It is a pretty common knowledge that ordering of members within archive can affect the compression ratio. I’ve done some quick testing and the results somewhat surprised me. Firstly, it turned out that the simplest lexical sorting by name (path) gave the best result. Secondly, because it turned out that the difference between that and sorting by size was as large as 8%.
Note that this is a pretty specific source archive, so results may vary. Test details and commands in the remainder of the post.

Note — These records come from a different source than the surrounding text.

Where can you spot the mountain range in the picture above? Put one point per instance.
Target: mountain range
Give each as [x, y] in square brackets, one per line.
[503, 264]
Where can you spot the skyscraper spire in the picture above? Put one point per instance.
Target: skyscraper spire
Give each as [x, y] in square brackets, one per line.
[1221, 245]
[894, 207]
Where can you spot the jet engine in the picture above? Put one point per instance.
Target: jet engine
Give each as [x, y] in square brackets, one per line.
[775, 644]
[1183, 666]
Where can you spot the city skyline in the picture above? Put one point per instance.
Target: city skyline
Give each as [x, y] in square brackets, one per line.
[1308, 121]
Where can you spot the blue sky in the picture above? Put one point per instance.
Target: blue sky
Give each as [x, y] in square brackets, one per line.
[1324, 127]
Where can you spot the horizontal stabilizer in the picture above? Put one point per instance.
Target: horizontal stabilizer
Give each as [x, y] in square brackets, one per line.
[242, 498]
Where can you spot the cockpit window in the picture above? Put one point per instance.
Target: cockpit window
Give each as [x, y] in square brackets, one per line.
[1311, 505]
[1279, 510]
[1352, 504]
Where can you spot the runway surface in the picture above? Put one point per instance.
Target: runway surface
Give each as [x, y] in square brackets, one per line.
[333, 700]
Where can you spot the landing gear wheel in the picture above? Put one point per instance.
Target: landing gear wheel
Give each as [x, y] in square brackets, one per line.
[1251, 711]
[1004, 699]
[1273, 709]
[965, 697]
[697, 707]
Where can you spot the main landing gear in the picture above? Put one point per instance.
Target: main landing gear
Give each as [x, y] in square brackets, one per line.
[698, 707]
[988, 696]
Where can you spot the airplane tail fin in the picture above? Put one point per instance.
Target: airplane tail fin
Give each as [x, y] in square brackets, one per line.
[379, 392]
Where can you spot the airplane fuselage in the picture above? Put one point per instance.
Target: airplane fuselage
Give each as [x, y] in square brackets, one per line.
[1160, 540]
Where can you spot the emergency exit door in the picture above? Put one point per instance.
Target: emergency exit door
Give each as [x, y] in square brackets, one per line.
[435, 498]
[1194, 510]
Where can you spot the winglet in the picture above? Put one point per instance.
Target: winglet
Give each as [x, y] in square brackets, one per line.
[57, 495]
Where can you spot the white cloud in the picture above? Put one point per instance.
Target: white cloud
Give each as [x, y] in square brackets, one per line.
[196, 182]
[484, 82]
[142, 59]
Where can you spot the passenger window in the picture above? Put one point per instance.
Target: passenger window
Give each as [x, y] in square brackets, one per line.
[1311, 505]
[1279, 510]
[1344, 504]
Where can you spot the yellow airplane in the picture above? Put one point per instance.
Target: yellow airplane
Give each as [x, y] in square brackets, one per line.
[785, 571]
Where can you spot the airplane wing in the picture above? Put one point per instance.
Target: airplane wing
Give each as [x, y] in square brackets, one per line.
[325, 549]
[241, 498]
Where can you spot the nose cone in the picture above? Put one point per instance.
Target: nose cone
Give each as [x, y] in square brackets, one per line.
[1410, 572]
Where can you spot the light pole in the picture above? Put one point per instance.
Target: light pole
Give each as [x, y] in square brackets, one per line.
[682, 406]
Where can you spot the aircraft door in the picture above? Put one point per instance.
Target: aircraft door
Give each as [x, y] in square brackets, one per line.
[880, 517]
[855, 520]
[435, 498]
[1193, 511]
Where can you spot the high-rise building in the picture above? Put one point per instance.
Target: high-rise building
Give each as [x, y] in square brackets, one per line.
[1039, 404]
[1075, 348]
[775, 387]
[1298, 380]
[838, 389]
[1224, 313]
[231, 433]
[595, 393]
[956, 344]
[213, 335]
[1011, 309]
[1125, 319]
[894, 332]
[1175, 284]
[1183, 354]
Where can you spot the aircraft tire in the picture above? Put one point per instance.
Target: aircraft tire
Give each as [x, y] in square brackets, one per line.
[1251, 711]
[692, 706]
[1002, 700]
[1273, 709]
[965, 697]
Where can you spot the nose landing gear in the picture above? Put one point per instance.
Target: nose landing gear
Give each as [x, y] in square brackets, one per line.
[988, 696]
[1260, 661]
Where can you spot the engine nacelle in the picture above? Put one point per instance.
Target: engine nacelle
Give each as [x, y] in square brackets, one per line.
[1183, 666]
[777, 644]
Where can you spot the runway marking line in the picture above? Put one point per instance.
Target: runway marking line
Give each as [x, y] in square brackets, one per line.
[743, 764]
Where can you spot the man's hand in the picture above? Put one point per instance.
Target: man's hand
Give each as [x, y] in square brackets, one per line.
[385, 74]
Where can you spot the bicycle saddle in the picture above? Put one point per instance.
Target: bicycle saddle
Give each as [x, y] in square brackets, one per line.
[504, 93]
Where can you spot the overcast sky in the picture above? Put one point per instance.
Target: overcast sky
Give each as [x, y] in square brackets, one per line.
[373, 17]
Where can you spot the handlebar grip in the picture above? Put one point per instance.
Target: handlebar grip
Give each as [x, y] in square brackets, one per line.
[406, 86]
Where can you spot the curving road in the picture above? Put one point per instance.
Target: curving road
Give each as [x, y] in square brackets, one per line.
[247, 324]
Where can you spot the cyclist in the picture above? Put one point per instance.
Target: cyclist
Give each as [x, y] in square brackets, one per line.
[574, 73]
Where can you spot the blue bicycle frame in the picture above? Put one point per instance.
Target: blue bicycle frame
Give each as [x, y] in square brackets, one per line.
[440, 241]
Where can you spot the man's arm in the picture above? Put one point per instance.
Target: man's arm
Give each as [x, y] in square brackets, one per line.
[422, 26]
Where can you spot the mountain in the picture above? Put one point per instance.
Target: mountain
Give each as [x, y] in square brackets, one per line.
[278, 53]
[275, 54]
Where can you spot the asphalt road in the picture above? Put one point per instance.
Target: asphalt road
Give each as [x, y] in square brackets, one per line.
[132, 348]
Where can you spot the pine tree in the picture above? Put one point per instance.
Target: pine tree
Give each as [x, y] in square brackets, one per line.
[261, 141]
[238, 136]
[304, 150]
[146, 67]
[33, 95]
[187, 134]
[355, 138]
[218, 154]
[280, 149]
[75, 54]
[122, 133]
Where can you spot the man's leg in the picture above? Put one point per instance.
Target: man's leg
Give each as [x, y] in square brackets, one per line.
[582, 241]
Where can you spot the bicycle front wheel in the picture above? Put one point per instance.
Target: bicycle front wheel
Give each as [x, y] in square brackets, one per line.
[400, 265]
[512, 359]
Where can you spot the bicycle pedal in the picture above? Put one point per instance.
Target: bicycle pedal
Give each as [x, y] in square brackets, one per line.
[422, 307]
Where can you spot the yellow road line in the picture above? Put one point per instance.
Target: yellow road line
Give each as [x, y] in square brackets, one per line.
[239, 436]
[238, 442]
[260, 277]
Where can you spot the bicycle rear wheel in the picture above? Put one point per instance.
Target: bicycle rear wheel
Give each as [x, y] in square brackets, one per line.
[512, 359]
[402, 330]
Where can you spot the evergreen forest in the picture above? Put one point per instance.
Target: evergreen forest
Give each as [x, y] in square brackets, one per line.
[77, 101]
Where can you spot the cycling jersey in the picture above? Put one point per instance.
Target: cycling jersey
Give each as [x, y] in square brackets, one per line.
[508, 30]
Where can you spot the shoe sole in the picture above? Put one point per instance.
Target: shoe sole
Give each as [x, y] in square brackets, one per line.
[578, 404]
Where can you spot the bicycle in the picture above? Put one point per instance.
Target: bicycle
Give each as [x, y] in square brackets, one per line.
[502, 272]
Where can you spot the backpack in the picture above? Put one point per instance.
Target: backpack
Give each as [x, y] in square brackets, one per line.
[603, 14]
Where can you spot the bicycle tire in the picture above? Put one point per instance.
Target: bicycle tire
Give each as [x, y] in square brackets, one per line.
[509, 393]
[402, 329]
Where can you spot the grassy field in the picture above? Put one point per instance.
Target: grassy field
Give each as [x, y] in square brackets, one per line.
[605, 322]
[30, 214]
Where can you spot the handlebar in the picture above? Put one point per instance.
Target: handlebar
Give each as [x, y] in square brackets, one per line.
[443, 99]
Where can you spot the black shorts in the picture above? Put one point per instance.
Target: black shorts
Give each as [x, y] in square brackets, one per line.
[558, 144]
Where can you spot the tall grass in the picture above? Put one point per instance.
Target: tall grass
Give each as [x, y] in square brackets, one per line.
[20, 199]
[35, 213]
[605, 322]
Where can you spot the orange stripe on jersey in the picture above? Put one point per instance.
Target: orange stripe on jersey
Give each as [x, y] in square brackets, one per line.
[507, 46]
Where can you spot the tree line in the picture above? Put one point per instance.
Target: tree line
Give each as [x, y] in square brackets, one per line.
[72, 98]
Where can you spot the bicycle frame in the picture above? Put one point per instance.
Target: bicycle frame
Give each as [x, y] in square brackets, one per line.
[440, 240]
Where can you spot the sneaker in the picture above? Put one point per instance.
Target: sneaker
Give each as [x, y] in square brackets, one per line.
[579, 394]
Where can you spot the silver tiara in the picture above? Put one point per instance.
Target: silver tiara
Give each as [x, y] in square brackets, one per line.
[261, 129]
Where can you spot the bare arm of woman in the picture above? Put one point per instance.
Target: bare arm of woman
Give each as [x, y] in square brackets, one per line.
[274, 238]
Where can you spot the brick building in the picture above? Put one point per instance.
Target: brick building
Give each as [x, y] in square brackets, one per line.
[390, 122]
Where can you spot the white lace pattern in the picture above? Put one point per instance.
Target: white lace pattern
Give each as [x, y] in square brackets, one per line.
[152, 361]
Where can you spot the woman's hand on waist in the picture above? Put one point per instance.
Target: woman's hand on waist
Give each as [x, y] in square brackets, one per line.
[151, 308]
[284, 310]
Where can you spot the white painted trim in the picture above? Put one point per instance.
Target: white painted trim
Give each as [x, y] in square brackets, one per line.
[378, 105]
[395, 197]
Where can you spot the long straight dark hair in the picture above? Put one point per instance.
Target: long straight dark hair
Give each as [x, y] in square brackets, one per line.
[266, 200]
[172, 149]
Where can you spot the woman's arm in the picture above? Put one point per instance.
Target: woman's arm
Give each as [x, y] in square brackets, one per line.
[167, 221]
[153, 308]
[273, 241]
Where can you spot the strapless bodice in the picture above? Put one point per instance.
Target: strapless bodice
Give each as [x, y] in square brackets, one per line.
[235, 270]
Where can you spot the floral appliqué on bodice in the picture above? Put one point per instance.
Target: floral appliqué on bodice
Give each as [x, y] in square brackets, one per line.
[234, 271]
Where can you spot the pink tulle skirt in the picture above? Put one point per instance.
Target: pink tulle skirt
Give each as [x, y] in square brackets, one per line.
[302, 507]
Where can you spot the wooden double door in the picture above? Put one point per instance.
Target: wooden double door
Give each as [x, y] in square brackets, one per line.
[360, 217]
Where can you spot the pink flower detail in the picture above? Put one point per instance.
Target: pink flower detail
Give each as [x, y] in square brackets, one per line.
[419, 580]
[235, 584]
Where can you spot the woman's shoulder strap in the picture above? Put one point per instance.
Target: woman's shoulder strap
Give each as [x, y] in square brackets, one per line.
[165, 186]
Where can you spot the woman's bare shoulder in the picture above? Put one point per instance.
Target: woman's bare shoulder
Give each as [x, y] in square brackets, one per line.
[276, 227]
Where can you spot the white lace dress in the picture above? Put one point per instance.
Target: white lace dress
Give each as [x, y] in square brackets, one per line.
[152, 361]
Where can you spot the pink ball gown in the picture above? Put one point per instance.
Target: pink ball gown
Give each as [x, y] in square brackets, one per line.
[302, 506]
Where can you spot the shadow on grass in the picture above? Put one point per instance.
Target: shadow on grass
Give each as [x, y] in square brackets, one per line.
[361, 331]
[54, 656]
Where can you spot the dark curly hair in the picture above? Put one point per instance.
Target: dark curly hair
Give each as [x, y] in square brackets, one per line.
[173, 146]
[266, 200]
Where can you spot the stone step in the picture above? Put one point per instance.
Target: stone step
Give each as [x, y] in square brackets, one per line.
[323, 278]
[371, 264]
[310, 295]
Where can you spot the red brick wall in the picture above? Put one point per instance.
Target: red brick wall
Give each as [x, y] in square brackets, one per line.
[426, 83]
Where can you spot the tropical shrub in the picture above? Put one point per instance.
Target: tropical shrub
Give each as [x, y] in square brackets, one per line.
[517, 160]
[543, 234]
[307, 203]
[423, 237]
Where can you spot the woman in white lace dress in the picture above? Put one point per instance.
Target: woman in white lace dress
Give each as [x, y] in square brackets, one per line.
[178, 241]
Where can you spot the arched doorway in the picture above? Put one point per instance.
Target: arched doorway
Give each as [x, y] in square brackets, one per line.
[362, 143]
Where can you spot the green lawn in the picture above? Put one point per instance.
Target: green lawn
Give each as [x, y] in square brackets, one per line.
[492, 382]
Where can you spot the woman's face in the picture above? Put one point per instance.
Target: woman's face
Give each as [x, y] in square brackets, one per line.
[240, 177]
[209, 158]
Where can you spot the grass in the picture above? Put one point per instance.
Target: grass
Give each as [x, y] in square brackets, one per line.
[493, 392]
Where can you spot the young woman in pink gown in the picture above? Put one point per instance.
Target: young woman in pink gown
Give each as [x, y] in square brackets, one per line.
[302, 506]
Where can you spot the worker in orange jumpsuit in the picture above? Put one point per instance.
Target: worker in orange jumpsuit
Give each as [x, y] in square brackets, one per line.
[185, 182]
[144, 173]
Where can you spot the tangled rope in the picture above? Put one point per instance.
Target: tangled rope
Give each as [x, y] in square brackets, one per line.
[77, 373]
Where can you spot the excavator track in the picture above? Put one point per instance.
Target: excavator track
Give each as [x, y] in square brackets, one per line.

Sort order | Size in bytes | Compared to best |
---|---|---|
name | 108 011 756 | 100.00% |
suffix | 108 573 612 | 100.52% |
size (smallest first) | 116 797 440 | 108.13% |
size (largest first) | 116 645 940 | 108.00% |
suffix + size | 111 709 128 | 103.42% |
The conclusion? Sorting can affect compression ratio more than I have anticipated. However, all the “obvious” optimizations have made the result worse than plain lexical sorting. Perhaps it’s just the matter of well-organized source code keeping similar files in the same directories. Perhaps there is a way to optimize it even more (and beat sorting by name). One interesting option would be to group files by bucket sizes, and then sort by name.
Special thanks to Adrien Nader and Lasse Collin from #tukaani for inspiring me to do this.